- Asya Agulnik menyoroti kebutuhan untuk pendekatan baru dalam pengobatan kanker anak.
- Hampir setengah kanker anak terjadi di negara-negara berkonflik.
- Penelitian menunjukkan keterlambatan diagnosis memperburuk hasil pengobatan kanker di wilayah konflik.
- Sustainable solutions seperti pelatihan penyedia kesehatan sangat dibutuhkan.
- Target survival kanker anak 60% pada 2030 harus dicapai melalui intervensi tepat.
Pentingnya Inovasi dalam Penanganan Kanker Anak di Wilayah Konflik
Asya Agulnik, anggota asosiasi di St. Jude Children’s Research Hospital, baru-baru ini membagikan sebuah kajian yang dikeluarkan oleh rumah sakit itu di LinkedIn. Dalam post tersebut, Agulnik menyerukan perlunya pendekatan inovatif untuk pengobatan kanker anak di negara-negara yang dilanda konflik. Menurutnya, hampir separuh dari anak-anak yang didiagnosis menderita kanker dan lebih dari setengah kematian akibat kanker anak terjadi di negara-negara berkonflik. Agar hasil pengobatan kanker pada anak bisa ditingkatkan, maka strategi baru yang spesifik untuk konteks yang rapuh ini sangat diperlukan.
Dampak Perang Terhadap Kesehatan Anak dan Kanker
Berdasarkan penelitian yang dilakukan oleh St. Jude Children’s Research Hospital dan Duke University, gangguan akibat konflik bersenjata dapat merusak sistem kesehatan dan, bagi anak-anak dengan kanker, hal ini berakibat fatal. Mereka menemukan bahwa diagnosis dan pengobatan yang tertunda di area yang dilanda konflik dapat meningkatkan angkat kematian hingga 20-30% lebih tinggi daripada di daerah yang tidak berkonflik. Agulnik menambahkan bahwa beban kanker anak tidak hanya dialami oleh negara-negara berpendapatan rendah, tetapi juga di negara-negara yang tengah bertikai, dan angka tersebut terus meningkat dari waktu ke waktu.
Strategi untuk Meningkatkan Angka Keluhan Kanker Anak
Untuk mengatasi krisis ini, penting untuk mengembangkan intervensi yang terarah agar dapat meningkatkan angka kel存nakan kanker anak ke 60% pada 2030. Solusi berkelanjutan, seperti membangun kapasitas perawatan kesehatan lokal, melatih penyedia layanan, dan mengembangkan kebijakan yang disesuaikan, adalah langkah-langkah esensial yang diperlukan.

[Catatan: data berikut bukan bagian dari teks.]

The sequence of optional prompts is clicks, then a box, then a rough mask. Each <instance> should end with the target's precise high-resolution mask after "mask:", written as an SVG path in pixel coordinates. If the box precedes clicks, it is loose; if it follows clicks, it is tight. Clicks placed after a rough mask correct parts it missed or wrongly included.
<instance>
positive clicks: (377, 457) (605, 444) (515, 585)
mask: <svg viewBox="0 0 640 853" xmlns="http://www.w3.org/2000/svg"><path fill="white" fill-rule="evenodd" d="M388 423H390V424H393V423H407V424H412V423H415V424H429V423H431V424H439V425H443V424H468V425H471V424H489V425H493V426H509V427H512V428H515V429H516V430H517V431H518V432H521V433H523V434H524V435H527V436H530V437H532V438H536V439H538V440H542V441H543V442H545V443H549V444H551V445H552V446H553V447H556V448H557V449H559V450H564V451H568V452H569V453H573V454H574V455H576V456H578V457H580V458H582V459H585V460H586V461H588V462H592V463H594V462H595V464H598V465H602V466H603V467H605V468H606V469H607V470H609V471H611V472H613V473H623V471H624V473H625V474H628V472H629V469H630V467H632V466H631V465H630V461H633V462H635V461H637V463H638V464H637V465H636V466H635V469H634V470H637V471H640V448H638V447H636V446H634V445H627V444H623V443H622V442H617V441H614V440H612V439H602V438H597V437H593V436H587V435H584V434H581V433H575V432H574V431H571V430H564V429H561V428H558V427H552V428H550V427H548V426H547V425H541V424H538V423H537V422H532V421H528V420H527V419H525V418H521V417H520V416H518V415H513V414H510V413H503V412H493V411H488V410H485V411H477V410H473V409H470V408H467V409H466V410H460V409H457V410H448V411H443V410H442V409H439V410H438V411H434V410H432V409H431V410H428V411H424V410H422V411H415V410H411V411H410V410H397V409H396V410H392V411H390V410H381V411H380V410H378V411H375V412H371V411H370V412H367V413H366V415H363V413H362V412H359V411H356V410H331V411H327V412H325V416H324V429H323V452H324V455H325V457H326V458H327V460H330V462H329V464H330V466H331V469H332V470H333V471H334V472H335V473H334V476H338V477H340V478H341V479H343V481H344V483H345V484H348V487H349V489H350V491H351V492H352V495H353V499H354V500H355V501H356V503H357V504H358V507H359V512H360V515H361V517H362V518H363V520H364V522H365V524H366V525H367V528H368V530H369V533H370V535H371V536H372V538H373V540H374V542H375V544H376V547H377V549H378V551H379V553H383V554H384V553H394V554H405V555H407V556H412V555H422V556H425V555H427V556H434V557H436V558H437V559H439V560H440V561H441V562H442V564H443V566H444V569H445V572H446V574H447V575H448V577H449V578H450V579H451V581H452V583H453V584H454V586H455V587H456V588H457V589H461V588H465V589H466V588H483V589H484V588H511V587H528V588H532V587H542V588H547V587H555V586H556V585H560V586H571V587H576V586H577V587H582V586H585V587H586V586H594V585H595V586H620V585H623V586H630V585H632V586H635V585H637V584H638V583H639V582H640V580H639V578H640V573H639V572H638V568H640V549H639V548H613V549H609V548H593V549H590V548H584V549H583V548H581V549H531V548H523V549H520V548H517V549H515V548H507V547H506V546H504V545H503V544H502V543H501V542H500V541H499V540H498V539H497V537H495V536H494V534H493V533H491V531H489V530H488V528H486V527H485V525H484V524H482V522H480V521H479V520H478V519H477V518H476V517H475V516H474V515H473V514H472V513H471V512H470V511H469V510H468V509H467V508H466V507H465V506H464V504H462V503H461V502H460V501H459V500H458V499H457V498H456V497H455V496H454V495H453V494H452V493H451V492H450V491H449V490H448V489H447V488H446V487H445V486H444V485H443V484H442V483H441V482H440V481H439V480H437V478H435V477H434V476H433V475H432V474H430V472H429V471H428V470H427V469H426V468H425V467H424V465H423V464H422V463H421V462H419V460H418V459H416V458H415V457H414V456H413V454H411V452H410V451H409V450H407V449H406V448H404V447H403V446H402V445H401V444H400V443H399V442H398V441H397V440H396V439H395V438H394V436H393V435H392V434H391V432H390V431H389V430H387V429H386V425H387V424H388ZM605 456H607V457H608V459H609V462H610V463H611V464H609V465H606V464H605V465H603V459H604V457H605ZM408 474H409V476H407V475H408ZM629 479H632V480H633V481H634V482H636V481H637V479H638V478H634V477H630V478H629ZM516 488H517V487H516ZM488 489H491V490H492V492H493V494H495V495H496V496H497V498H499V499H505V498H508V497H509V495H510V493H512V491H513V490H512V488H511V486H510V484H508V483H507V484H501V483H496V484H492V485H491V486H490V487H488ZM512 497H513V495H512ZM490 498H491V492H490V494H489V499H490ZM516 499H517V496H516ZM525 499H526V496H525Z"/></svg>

Dalam pernyataan, Agulnik menekankan bahwa studi ini sangat penting karena menunjukkan dampak signifikan konflik bersenjata terhadap hasil kanker anak. Penanganan yang terhambat dan tes yang tertunda di area konflik sangat mempengaruhi angka kematian, sehingga menuntut langkah-langkah konkret dan berkelanjutan.
Asya Agulnik dan St. Jude Children’s Research Hospital menggugah perhatian terhadap anak-anak dengan kanker di negara-negara yang mengalami konflik, dimana layanan kesehatan sering terganggu. Penelitian menunjukkan bahwa angka kematian jauh lebih tinggi akibat keterlambatan diagnosis dan pengobatan. Oleh karena itu, dibutuhkan solusi yang berkelanjutan dan kebijakan yang tepat untuk meningkatkan angka kel存nakan dan memberikan harapan baru bagi anak-anak tersebut.